Além de Bolsonaro, o
relatório sugere o indiciamento de outras 65 pessoas e duas empresas. Entre os
citados estão ministros, ex-ministros, políticos como os filhos de Bolsonaro e
empresários.
Ao todo, Jair
Bolsonaro é acusado de nove crimes: epidemia, charlatanismo, incitação ao
crime, falsificação de documentos, uso irregular de verbas públicas,
prevaricação (quando um servidor pública deixa de agir diante de uma
irregularidade), crimes contra a humanidade, violação de direito social e crime
de responsabilidade.
O documento final
traz significativas diferenças em relação à versão entregue aos senadores do
chamado G7 (grupo majoritário da CPI) na terça-feira. Nele, Renan Calheiros
sugeria o indiciamento de Bolsonaro por mais dois crimes: genocídio e homicídio
qualificado.
A
imputação desses dois crimes ao presidente causou um racha no grupo e fez com
que o grupo se reunisse na noite de terça-feira com Renan. Parlamentares como
Alessandro Vieira (Cidadania-SE) afirmavam que haveria problemas técnicos em
classificar os atos de Bolsonaro como genocídio contra povos indígenas pois não
haveria indícios de que ele tomou ações direcionadas ao extermínio de povos
originários.
Ele
também questionava a possibilidade de enquadrar Bolsonaro no crime de homicídio
qualificado uma vez que o crime requer a identificação específica das vítimas.
Ao
final da reunião, Renan cedeu à pressão do grupo e retirou do seu relatório as
imputações de genocídio e homicídio qualificado contra o presidente.
Na
manhã desta quarta-feira, Renan Calheiros explicou que fez a troca atendendo ao
pedido dos parlamentares.
"O
genocídio não foi retirado, foi trocado por mais um indiciamento de crimes
contra a humanidade [...] Nós nos rendemos aos argumentos técnicos do senador
Alessandro Vieira", afirmou.
Ele
será indiciado por crimes contra a humanidade na questão da Prevent Senior, de
Manaus e dos povos indígenas.
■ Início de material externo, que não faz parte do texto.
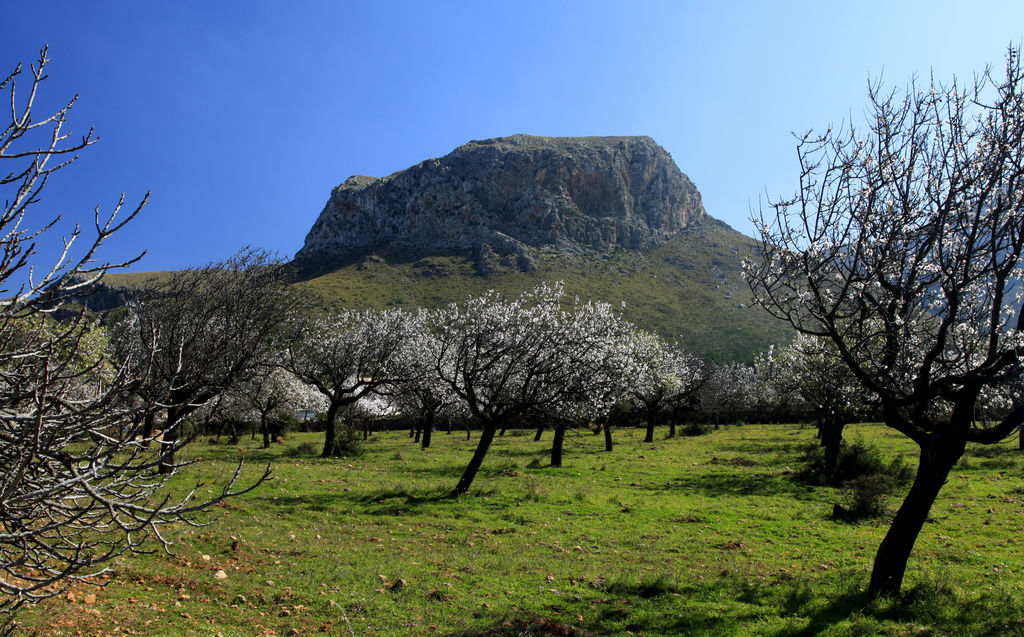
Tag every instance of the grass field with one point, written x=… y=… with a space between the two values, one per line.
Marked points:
x=701 y=536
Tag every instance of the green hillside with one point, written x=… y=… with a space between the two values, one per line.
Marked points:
x=688 y=289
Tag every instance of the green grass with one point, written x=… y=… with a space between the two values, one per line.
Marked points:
x=701 y=536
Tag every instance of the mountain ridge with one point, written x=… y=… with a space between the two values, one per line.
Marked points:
x=513 y=195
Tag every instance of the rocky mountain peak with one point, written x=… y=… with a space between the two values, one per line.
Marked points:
x=510 y=195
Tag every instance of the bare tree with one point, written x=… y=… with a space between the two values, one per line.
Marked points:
x=76 y=486
x=903 y=247
x=204 y=330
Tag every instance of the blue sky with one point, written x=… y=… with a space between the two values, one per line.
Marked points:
x=241 y=117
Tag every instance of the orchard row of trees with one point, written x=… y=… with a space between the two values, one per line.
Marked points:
x=899 y=262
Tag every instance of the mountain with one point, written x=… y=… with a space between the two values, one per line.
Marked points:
x=512 y=196
x=612 y=217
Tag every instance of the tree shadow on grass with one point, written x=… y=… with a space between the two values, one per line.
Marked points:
x=717 y=484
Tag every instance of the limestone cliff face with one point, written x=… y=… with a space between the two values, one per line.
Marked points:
x=513 y=193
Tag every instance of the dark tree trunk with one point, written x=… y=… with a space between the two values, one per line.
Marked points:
x=330 y=431
x=556 y=446
x=428 y=426
x=169 y=444
x=937 y=458
x=832 y=439
x=147 y=422
x=486 y=436
x=651 y=419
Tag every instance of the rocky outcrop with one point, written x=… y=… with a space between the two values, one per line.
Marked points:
x=504 y=197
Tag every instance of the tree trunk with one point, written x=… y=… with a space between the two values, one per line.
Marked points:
x=937 y=458
x=832 y=439
x=428 y=426
x=556 y=446
x=651 y=419
x=147 y=422
x=486 y=436
x=169 y=443
x=330 y=431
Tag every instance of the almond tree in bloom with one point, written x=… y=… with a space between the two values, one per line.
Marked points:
x=664 y=378
x=271 y=393
x=811 y=367
x=422 y=392
x=730 y=387
x=902 y=247
x=348 y=354
x=596 y=345
x=507 y=358
x=77 y=487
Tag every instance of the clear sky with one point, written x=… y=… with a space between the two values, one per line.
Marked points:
x=241 y=117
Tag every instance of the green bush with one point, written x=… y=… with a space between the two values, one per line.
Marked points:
x=865 y=496
x=347 y=442
x=696 y=429
x=855 y=460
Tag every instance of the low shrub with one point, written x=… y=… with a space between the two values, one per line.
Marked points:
x=855 y=460
x=865 y=497
x=695 y=429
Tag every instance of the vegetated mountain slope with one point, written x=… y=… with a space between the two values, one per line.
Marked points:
x=612 y=217
x=513 y=195
x=688 y=289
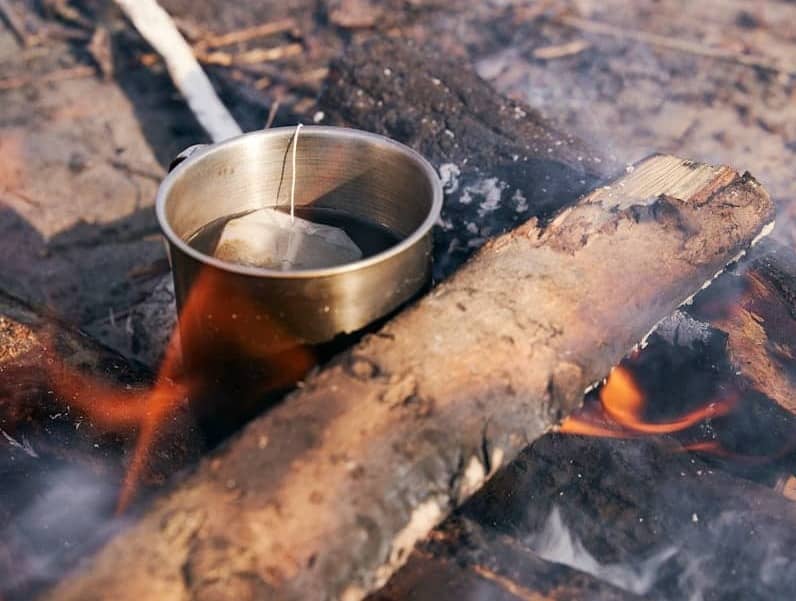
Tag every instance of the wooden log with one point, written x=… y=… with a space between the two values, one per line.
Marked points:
x=756 y=308
x=501 y=163
x=641 y=513
x=325 y=496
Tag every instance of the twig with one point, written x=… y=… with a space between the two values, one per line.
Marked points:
x=57 y=75
x=248 y=33
x=133 y=170
x=17 y=26
x=24 y=446
x=676 y=44
x=272 y=114
x=157 y=28
x=251 y=57
x=560 y=50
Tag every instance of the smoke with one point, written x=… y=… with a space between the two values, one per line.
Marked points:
x=65 y=517
x=557 y=544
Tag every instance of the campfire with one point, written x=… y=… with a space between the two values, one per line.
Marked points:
x=591 y=396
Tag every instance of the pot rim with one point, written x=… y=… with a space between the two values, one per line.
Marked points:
x=406 y=243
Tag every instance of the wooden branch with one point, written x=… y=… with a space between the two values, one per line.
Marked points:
x=324 y=497
x=157 y=28
x=761 y=327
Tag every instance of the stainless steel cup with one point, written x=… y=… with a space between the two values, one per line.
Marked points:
x=362 y=174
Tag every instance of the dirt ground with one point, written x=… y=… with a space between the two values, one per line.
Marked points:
x=86 y=129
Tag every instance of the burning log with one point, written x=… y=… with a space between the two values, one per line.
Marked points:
x=757 y=310
x=59 y=468
x=325 y=495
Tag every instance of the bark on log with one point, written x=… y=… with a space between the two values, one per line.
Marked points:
x=761 y=323
x=325 y=496
x=647 y=515
x=467 y=561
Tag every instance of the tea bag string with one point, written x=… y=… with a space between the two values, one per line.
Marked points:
x=293 y=176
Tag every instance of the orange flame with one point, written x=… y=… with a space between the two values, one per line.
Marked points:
x=117 y=409
x=622 y=402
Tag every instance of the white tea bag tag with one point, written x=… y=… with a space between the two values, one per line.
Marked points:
x=274 y=240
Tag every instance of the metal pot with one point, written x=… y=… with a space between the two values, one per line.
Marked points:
x=365 y=175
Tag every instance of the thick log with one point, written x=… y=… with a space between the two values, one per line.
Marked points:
x=325 y=496
x=644 y=515
x=756 y=308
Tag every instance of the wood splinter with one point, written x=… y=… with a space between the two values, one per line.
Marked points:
x=325 y=496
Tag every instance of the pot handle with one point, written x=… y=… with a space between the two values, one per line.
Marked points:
x=185 y=154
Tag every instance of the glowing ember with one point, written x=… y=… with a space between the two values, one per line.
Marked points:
x=622 y=408
x=145 y=411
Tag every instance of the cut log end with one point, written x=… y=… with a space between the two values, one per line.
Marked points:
x=363 y=463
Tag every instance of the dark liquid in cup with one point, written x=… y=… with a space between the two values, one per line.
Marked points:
x=371 y=238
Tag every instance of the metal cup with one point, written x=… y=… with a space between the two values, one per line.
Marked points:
x=265 y=311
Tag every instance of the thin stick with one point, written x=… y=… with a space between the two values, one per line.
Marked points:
x=17 y=27
x=57 y=75
x=293 y=175
x=249 y=33
x=272 y=114
x=157 y=28
x=676 y=44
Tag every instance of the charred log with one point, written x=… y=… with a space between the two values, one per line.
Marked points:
x=644 y=515
x=500 y=161
x=466 y=561
x=325 y=496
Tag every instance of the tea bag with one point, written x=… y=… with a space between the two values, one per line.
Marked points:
x=273 y=239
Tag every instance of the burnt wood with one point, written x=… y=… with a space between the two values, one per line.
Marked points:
x=61 y=470
x=648 y=514
x=500 y=161
x=468 y=561
x=325 y=496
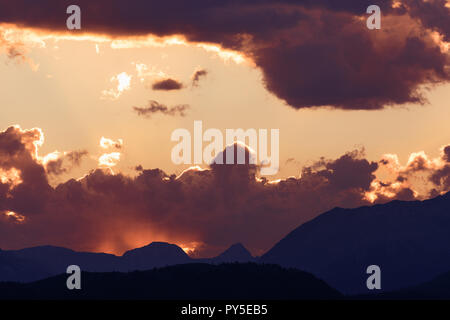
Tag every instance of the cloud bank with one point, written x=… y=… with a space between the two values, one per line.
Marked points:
x=311 y=53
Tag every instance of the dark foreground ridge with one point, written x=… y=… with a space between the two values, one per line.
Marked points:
x=408 y=240
x=247 y=281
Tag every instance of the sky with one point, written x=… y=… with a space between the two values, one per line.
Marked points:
x=87 y=115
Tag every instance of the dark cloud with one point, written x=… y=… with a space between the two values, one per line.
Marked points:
x=156 y=107
x=167 y=85
x=311 y=53
x=197 y=76
x=212 y=207
x=440 y=177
O que foi retirado foi o crime de homicídio.
Ainda
segundo o relator, ele pede o indiciamento de Bolsonaro por crimes contra a
humanidade em três episódios: os estudos e tratamentos à base de medicamentos
sem eficiência comprovada pela operadora de saúde Prevent Senior, na condução
da crise de saúde em Manaus e nas ações voltadas aos povos indígenas.
Entre
os demais nomes, estão os três filhos mais velhos de Bolsonaro, o senador
Flávio Bolsonaro (Patriota-RJ), o deputado federal Eduardo Bolsonaro (PSL-SP) e
o vereador Carlos Bolsonaro (Republicanos-RJ). Eles são acusados de incitação
ao crime por terem incentivado o descumprimento de medidas sanitárias.
O
relatório também sugere o indiciamento de ministros como Walter Souza Braga
Netto (Defesa), Marcelo Queiroga (Saúde) e Onyx Lorenzoni (Secretaria-Geral da
Presidência da República). Ex-ministros como Eduardo Pazuello (Saúde) e Ernesto
Araújo (Relações Exteriores) também estão no documento.
O
relatório foi elaborado por Renan Calheiros ao longo dos seis meses de trabalho
da comissão. Depois de lido, o documento precisa ser votado pelos integrantes
da CPI. Se aprovado, o relatório, depois, será encaminhado à Procuradoria Geral
da República (PGR) e outras instâncias do Ministério Público, que ficará
responsável por instaurar ou não processos baseados no relatório.
Em
entrevista à BBC News Brasil, Renan confirmou que irá apresentar uma denúncia
contra Bolsonaro no Tribunal Penal Internacional (TPI), em Haia, na Holanda.